Background: Inpatient hypoglycemia (HG) is common and often avoidable, associated with poor outcomes and high costs, and its prevention reflects hospital performance. We investigated its risk factors and impact on mortality, hospital length of stay (LOS), charges, and readmissions. We defined HG as glucose ≤40 mg/dl (severe), >40 – ≤70 mg/dl (moderate), or euglycemia >70 mg/dl.
Methods: We conducted a retrospective analysis of adults (≥18 y) with diabetes (DM) admitted to a quaternary center using electronic health record data extracted through a business intelligence tool and compared HG vs. euglycemia. HG was the primary outcome predictor in multivariable models adjusted for covariates, including severity of illness (SOI). The analysis encompassed 54,502 unique admissions of patients with type 1 (7.2%) or type 2 (92.8%) DM across medical (66.8%), surgical (30.3%), and other services (2.9%) in intensive care units (ICU) (7.3%) and non-ICU settings (92.7%) over a 10-year period. Among these patients, 9,903 (18.2%) experienced at least one moderate (M) HG episode, while 1,535 (2.8%) had at least one severe (S) HG episode.

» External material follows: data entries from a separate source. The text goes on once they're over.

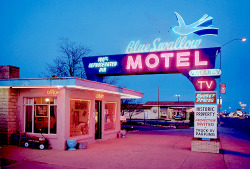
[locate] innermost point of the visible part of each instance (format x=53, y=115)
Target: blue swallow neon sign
x=201, y=27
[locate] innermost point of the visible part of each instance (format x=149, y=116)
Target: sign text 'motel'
x=179, y=61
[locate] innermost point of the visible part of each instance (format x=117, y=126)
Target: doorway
x=98, y=119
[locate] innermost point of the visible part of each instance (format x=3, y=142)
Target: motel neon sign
x=179, y=61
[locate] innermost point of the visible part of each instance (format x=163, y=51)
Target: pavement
x=169, y=148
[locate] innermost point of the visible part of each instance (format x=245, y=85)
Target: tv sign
x=179, y=61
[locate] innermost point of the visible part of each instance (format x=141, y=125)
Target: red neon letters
x=153, y=60
x=204, y=84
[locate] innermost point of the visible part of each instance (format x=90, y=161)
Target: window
x=40, y=115
x=79, y=117
x=110, y=113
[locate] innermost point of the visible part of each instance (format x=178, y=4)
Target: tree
x=130, y=107
x=69, y=63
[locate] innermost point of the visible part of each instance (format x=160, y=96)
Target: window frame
x=32, y=103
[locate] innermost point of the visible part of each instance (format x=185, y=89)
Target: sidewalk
x=170, y=148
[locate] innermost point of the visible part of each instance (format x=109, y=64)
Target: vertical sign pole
x=158, y=103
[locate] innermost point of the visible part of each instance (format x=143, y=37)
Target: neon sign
x=168, y=60
x=205, y=98
x=205, y=72
x=201, y=27
x=99, y=96
x=204, y=84
x=53, y=92
x=102, y=64
x=157, y=45
x=179, y=61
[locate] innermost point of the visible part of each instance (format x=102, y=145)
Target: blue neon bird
x=201, y=27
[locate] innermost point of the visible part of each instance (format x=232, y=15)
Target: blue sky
x=30, y=31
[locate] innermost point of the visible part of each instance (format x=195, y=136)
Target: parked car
x=178, y=117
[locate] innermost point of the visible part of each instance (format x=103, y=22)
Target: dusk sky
x=30, y=31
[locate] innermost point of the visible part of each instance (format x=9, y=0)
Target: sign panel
x=205, y=122
x=223, y=88
x=179, y=61
x=205, y=72
x=205, y=98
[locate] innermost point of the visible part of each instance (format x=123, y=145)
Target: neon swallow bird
x=201, y=27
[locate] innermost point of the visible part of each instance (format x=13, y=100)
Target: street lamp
x=243, y=40
x=177, y=95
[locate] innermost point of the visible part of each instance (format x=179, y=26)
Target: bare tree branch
x=69, y=63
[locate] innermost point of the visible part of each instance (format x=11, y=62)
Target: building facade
x=168, y=110
x=61, y=109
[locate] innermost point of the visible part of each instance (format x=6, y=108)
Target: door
x=98, y=119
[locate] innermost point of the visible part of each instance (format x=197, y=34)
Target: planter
x=71, y=144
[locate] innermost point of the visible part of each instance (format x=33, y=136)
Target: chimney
x=9, y=72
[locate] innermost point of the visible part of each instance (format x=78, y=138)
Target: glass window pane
x=45, y=100
x=30, y=101
x=37, y=100
x=41, y=119
x=51, y=101
x=53, y=116
x=79, y=117
x=28, y=117
x=110, y=109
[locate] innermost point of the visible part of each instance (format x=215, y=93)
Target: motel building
x=168, y=110
x=61, y=108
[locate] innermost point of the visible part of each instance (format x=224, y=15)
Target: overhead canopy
x=70, y=82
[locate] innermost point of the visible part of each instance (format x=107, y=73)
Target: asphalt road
x=242, y=125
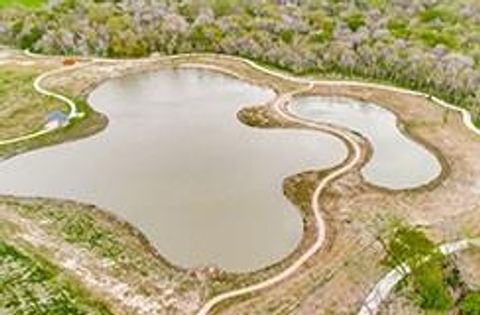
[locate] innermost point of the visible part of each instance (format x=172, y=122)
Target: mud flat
x=175, y=162
x=397, y=162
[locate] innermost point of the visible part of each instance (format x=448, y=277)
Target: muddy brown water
x=175, y=162
x=397, y=162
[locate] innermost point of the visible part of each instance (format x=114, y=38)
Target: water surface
x=398, y=162
x=175, y=162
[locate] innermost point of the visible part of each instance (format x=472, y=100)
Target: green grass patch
x=31, y=285
x=429, y=277
x=32, y=4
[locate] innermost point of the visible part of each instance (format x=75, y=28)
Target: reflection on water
x=176, y=163
x=397, y=162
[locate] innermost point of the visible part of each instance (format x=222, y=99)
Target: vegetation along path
x=280, y=104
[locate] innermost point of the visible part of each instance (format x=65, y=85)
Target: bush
x=471, y=304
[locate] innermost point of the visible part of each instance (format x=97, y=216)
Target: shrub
x=471, y=304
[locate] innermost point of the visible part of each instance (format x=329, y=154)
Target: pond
x=175, y=162
x=397, y=162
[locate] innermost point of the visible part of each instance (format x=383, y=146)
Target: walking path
x=37, y=85
x=280, y=104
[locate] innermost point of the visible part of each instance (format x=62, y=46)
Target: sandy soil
x=339, y=277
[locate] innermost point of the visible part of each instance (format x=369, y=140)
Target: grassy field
x=25, y=3
x=22, y=109
x=31, y=285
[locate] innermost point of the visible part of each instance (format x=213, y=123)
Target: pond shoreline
x=281, y=85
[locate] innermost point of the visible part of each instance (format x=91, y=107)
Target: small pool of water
x=398, y=162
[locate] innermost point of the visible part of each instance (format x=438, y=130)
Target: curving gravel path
x=384, y=287
x=37, y=85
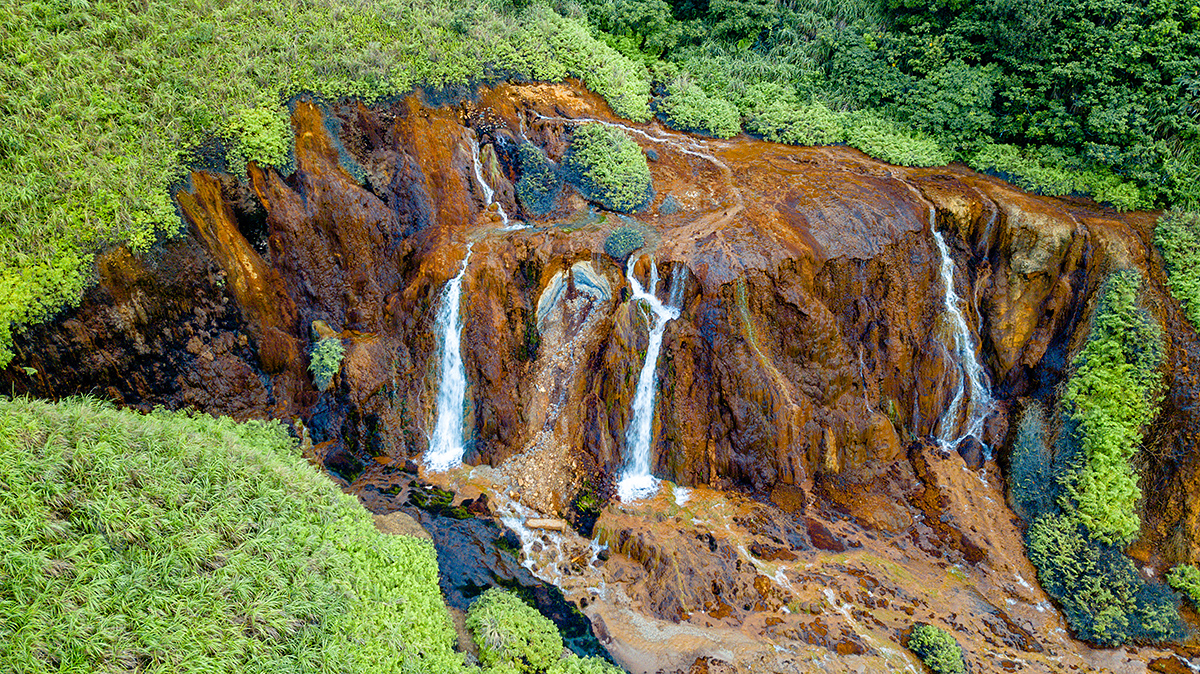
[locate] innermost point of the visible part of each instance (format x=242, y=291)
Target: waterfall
x=972, y=385
x=447, y=444
x=447, y=441
x=636, y=481
x=489, y=193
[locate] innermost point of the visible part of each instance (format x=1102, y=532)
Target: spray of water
x=972, y=383
x=447, y=443
x=636, y=481
x=489, y=193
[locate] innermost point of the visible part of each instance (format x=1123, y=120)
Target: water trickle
x=972, y=384
x=489, y=193
x=447, y=441
x=636, y=481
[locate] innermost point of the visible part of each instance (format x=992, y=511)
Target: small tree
x=937, y=649
x=510, y=632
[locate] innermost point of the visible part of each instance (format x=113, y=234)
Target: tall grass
x=102, y=102
x=171, y=542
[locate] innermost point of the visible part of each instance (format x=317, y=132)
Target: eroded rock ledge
x=805, y=369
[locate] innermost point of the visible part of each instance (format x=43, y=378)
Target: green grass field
x=169, y=542
x=103, y=103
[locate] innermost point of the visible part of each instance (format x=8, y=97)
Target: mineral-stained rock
x=810, y=365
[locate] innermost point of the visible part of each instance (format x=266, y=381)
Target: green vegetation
x=105, y=101
x=689, y=108
x=1098, y=588
x=511, y=633
x=1081, y=494
x=1177, y=236
x=169, y=542
x=1111, y=396
x=1080, y=96
x=1186, y=578
x=623, y=241
x=609, y=168
x=327, y=361
x=937, y=649
x=880, y=137
x=539, y=184
x=583, y=666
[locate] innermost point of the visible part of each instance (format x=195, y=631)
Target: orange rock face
x=811, y=348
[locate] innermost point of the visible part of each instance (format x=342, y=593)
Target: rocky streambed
x=831, y=437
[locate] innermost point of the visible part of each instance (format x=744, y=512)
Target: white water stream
x=447, y=443
x=489, y=193
x=972, y=383
x=636, y=481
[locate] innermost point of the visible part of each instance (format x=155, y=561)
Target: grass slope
x=171, y=542
x=103, y=101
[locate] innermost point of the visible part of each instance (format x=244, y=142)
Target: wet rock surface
x=798, y=387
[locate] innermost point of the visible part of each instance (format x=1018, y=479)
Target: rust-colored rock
x=808, y=366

Results: Factors significantly associated with either M or S HG in the hospital included type 1 DM (P< 0.001), preadmission insulin use (P< 0.001), receiving insulin in the hospital (P< 0.001), fasting status (S P=0.002), enteral or parenteral nutrition (P< 0.001), restraints orders (S P=0.022, M P< 0.001), first point-of-care glucose >12 hours from admission (P< 0.001), ICU status (P< 0.001), high SOI (P< 0.001), altered mental status (P< 0.001), prior admission for HG (P< 0.001), sepsis, acute and chronic kidney injury, HG unawareness (P< 0.001), chronic congestive heart failure (HF) (S P=0.037, M P< 0.001), acute HF (S P=0.034, M P< 0.001), fall risk (M P< 0.001), and chronic liver disease (M P=0.008). Outcomes analysis revealed that S HG was associated with in-hospital mortality (P=0.001). M HG was associated with 30-day readmission (P=0.018). Both M and S HG were associated with 90-day mortality (S P< 0.001, M P< 0.001), post-discharge home care (S P< 0.001, M P< 0.001), rehabilitation facility (S P=0.027, M P< 0.001), or skilled nursing facility care (S P< 0.001, M P< 0.001), all statistically independent from SOI. M and S HG increased median LOS (P< 0.001) and median hospital charges (P< 0.001) among severely and non-severely ill subjects. The increases were more pronounced in the high-SOI group for M HG (P=0.033, P=0.003), but not for S HG (P=1.0, P=1.0).
Conclusions: HG’s impact extends beyond being a mere illness marker, suggesting danger regardless of SOI. Predisposing factors can be anticipated in clinical practice, underscoring the need for preventive measures and individualized assessments. It may be relevant to categorize hypoglycemia as mild (56-70 mg/dl), moderate (40-55 mg/dl), and severe (< 40 mg/dl) to better understand its effects on outcomes, and consider other risk factors to improve prevention strategies, enhance patient care and optimize hospital resources.